Types of Hard drive Interface

General

In the PC environment, the responsibility of specifying the track, sector, and head were still left up to the system's ROM BIOS. This information is sent to the interface card which communicates it to the drive.

The original BIOS program used 4 bits to specify the head, 6 its for the sector, and 10 bits for the cylinders(track) giving a max of 16 heads, 63 sectors, and 1024 cylinders. This gives 1,032,192 sectors or 528 MB.

Because of the legacy of the Intel PC architecture, this configuration has not been allowed to change.

MFM & RTM

Early systems depended on the system support software and controller card to handle much of this.

IDE

In order to get around this, the IDE architecture moved most of the on to the drive itself and the interface card was custom designed for each system bus architecture as a pass through device. This allows the OS to be independent of how the actual drive functions. The on-board controllers could be designed to lie and would translate the chs data recognized by the BIOS to information that was true to the disk drive. However, this technique could cause problems with an OS that used its own library calls rather than the standard BIOS calls.

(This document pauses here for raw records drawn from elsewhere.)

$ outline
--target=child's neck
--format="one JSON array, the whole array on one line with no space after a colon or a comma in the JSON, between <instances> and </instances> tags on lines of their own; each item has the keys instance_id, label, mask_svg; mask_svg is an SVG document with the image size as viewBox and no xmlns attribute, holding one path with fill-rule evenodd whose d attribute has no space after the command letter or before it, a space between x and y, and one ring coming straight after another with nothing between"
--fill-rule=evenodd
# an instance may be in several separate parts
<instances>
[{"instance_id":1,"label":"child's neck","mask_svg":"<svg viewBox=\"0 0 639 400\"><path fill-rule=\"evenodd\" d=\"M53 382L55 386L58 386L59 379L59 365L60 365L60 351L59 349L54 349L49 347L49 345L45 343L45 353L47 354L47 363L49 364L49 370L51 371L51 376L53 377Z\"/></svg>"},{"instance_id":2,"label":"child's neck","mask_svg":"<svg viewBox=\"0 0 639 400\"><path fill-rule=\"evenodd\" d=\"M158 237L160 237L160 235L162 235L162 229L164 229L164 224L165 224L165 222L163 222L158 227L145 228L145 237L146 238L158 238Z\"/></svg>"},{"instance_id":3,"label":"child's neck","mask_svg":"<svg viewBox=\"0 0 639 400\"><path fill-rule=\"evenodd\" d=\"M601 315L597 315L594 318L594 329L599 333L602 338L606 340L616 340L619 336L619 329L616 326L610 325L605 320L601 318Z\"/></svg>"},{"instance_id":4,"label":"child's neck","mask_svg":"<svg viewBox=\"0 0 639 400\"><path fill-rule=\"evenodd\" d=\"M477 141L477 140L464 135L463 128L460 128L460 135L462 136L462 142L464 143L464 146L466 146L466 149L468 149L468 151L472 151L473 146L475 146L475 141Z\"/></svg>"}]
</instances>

IDE architecture is designed to allow the control circuits on a single drive to also control a second "slave" drive. A simple set of jumpers allows this configuration to be implemented.

By creating a separate single standard for the hard drive and simplifying the interface card to be just that, it became very practical to build large numbers of these disks cheaply. And as the architecture of the personal computer advanced, only the interface card had to be replaced.

Although, IDE is designed primarily for the PC(Intel) architecture, because of its cost and the independence of the drive from the interface card, it can be used in Macs and has been adopted as a cheap alternative to SCSI in small end workstations and other computers.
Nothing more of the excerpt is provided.